His research group consists of nine PhD students and two postdocs. Seed grants supported by CERIAS have led to six NSF grants active concurrently. In addition, DARPA, IBM, and CISCO have provided contracts and gift funds.

Professor Bhargava was the chairman of the IEEE Symposium on Reliable and Distributed Systems held at Purdue in October 1998. Professor Bhargava is on the editorial board of three international journals. In the 1988 IEEE Data Engineering Conference, he and John Riedl received the award for best paper for their work on "A Model for Adaptable Systems for Transaction Processing." Professor Bhargava is a Fellow of the Institute of Electrical and Electronics Engineers and of the Institute of Electronics and Telecommunication Engineers. He has been awarded the charter Gold Core Member distinction by the IEEE Computer Society for his distinguished service. He received Outstanding Instructor Awards from the Purdue chapter of the ACM in 1996 and 1998. In 1999 he received IEEE Technical Achievement award for a major impact of his decade long contributions to foundations of adaptability in communication and distributed systems.

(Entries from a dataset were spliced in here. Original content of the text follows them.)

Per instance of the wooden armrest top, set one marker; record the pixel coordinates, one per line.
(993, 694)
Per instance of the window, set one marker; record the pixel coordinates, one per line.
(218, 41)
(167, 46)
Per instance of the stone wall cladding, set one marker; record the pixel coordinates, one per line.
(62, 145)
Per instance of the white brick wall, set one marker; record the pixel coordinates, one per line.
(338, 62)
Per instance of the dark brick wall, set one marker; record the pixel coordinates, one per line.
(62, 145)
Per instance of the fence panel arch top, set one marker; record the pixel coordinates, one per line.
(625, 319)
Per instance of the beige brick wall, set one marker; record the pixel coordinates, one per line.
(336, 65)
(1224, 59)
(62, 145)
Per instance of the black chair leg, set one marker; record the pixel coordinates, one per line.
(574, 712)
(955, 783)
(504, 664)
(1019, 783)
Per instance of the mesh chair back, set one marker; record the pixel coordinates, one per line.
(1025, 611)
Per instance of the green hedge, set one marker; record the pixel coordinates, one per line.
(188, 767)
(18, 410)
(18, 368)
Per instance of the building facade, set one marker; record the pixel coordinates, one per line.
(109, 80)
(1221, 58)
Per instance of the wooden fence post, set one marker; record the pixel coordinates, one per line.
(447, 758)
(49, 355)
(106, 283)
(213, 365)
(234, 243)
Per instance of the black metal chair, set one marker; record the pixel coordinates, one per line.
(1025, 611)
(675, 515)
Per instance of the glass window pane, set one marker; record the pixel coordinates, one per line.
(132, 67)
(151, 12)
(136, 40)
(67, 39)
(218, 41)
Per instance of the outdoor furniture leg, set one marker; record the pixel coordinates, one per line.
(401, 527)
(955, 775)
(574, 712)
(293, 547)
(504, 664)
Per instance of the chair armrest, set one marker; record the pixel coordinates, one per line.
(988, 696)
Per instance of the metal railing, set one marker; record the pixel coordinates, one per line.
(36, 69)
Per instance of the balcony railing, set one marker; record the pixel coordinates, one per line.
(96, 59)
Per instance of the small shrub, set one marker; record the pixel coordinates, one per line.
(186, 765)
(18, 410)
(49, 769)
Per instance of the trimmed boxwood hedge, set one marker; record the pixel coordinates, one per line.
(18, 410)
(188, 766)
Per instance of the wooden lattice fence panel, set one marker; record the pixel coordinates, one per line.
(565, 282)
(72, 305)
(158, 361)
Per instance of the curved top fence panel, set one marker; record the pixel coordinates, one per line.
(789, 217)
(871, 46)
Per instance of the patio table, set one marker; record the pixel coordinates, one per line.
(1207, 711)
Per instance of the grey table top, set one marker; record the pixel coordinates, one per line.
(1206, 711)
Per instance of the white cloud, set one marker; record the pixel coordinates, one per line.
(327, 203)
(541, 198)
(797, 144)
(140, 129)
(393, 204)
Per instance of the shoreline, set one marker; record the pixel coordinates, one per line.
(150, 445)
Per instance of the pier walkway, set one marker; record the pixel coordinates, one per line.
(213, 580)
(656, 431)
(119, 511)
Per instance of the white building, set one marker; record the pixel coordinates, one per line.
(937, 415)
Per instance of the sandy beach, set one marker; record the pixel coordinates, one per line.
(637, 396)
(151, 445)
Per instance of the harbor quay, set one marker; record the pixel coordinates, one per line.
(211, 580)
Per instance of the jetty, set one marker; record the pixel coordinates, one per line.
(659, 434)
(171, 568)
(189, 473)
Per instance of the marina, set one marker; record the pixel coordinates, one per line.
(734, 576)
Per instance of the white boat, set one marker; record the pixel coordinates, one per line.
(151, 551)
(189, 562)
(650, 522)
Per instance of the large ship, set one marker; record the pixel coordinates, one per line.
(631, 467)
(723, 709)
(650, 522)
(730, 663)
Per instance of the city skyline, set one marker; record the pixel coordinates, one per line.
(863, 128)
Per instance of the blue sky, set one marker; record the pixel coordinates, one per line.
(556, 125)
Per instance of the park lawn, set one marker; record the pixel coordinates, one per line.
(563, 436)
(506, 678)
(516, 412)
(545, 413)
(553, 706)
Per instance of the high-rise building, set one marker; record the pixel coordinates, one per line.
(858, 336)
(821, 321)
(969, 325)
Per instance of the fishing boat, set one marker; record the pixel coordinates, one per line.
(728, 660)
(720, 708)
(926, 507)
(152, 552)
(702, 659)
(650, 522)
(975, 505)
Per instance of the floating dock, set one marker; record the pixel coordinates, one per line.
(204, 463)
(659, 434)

The RAID laboratory at Purdue University has facilities to conduct both theoretical and experimental studies in networking. They include network communication measurement experiments, analysis of communication infrastructure, adaptability experiments for distributed systems, and peer-to-peer systems. Experimental studies involve a variety of subjects in security: secure routing and intruder identification in mobile ad hoc networks, authentication and key management in mobile systems, trust assessment and prediction, monitoring network domains to detect service violations and DoS attacks, and vulnerabilities and attacker behaviors.

The laboratory has a network of workstations running the RAID distributed system. In addition, mini-RAID, a variety of communication libraries and enhancements to the network simulator ns2, the WANCE tool, and ADNET are available.